The evacuations 200 kilometers (125 miles) north of Amsterdam come after a combination of torrential rain and powerful northwesterly winds have soaked the country and prevented water being pumped out to sea.

A quarter of the Netherlands is below sea level and 55 percent of the country is considered susceptible to flooding, but the country has learned to live with the ever-present threat of high water, and devastating floods are rare.

Residents forced to leave their homes were advised to stay with friends or families but a makeshift evacuation center also was opened in a nearby sports hall.

Water levels in rivers and canals across the Netherlands has been rising for days and authorities are on high alert for possible flooding and breaches in the thousands of kilometers (miles) of dikes that protect the country from inundation.

In the northern city of Groningen, staff at the Groninger Museum moved two exhibitions late Thursday from ground floor halls because of the rising level of a moat that surrounds the building. The museum was closed Friday.

Elsewhere in the north, which has been hardest hit by the recent storms, authorities deliberately flooded nature reserves to lower levels in drainage canals.

Some 85 farmers were advised Thursday to evacuate an area threatened by another dike breach but most refused and the dike held firm.

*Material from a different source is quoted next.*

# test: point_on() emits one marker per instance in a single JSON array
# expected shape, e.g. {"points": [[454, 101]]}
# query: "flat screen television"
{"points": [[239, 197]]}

Even as the evacuation order was issued, the nationwide water authority Rijkswaterstaat issued a statement early Friday saying that all high water warnings it had issued the previous day had been withdrawn.

The national weather center predicted easing winds and scattered showers across the country — a significant improvement from the high winds and heavy rain of recent days.

Major rivers the Maas and Rijn that run through the Netherlands remain high and authorities in cities such as Maastricht and Dordrecht were closely monitoring levels and distributing sandbags to residents who live close to their banks.

In Doordrecht, near the port city of Rotterdam, the cellars of several houses were flooded, but no major damage or injuries were reported.